Effects of ATH434, a Clinical-phase Small Molecule with Moderate Affinity for Iron, in a Parkinson’s Disease Model in Macaques
Margaret Bradbury1, Megan Aumann2, Daniel Claassen2, David Finkelstein3
1Alterity Therpeutics, 2Vanderbilt University Medical Center, 3Florey Institute of Neuroscience and Mental Health
Objective:
(1) Determine whether oral ATH434 improves motor performance in a non-human primate hemiparkinasonian model when administered after symptom onset. (2) Relate observations to changes in brain iron, preservation of substantia nigra (SN) tyrosine hydroxylase positive (TH+) neurons, and nigrostriatal integrity.
Background:
ATH434 is a novel iron binding drug candidate currently in Phase 2 clinical trials for Multiple System Atrophy (MSA). In Parkinson’s disease and MSA mouse models, ATH434 reduced disease-related excess iron, oxidative stress markers, and aggregated alpha-synuclein. ATH434 also improved nigrostriatal pathway integrity and motor performance.
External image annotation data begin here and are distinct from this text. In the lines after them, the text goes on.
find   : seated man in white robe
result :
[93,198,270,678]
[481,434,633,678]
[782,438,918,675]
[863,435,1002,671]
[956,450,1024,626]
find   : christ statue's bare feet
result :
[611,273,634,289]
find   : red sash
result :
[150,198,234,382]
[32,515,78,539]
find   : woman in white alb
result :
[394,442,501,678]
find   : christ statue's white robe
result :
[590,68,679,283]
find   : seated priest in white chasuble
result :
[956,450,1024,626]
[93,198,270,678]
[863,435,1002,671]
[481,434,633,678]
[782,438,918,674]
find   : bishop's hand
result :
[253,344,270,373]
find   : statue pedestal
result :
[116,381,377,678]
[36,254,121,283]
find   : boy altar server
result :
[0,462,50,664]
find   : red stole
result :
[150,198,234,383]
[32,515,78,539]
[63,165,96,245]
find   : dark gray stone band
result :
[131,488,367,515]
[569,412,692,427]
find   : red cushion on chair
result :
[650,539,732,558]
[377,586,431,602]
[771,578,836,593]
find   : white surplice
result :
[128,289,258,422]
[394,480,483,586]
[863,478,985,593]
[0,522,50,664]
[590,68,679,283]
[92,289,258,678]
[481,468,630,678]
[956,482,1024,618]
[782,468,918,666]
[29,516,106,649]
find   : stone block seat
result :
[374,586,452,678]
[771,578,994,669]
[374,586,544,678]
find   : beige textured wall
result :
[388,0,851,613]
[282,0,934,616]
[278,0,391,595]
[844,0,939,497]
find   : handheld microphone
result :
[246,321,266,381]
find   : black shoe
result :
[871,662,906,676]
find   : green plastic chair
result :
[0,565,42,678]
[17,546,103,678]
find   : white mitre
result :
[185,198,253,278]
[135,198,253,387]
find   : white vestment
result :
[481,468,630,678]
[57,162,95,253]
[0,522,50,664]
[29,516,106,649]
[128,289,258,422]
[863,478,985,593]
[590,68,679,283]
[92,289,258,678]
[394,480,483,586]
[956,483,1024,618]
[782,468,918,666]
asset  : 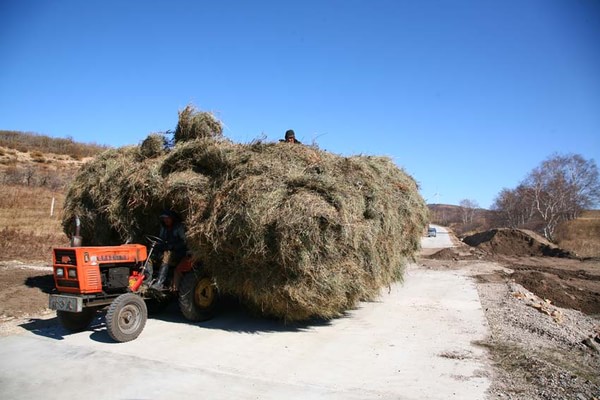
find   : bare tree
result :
[492,184,536,228]
[524,154,600,240]
[458,199,480,225]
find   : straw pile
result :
[63,109,427,321]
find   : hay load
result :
[63,106,427,321]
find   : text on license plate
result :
[49,294,83,312]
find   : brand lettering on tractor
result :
[98,254,129,261]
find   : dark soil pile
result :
[463,228,572,257]
[63,109,427,321]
ATH434 is postulated to redistribute excess labile cellular iron, facilitating export. Unlike high-affinity iron chelators approved for iron overload, ATH434’s moderate iron affinity precludes it from interfering with endogenous iron trafficking proteins such as transferrin.
Design/Methods:
Young male macaques received single right carotid MPTP infusion (Day 0) followed by daily oral doses of vehicle or ATH434 (3mg/kg/day or 10 mg/kg/day) from Day 3 to Weeks 12-14 (final n=2-3/group). Parkinson Behavior Rating Scale (PBRS) scores were recorded pre-treatment (Day 2), and during Weeks 4, 8, and 12. Terminal endpoints included SN iron (mass spectrometry), TH+ SN neurons (immunocytochemistry), dorsal striatal dopamine transporter (DAT) density (PET), and synaptophysin (western blot).
Results:
Pre-treatment left side specific, generalized motor, and generalized behavior scores of the PBRS indicated significant parkinsonism in all macaques. Striatal DAT confirmed similar lesion sizes across groups. At Week 12, all ATH434-treated and 1 vehicle-treated macaque had improved or stabilized scores; the remaining 2 vehicle-treated macaques demonstrated worsening symptoms. Changes in TH+ SN neuron counts were not significant. Reduced parkinsonian indices clustered with increased right-side striatal synaptophysin and reduced right-side SN iron.
Conclusions:
ATH434 improved motor performance in MPTP-injured primates in this small study. Efficacy is thought to be mediated by reducing excess labile iron in areas of pathology and by enhancing synaptic connectivity in the nigrostriatal pathway.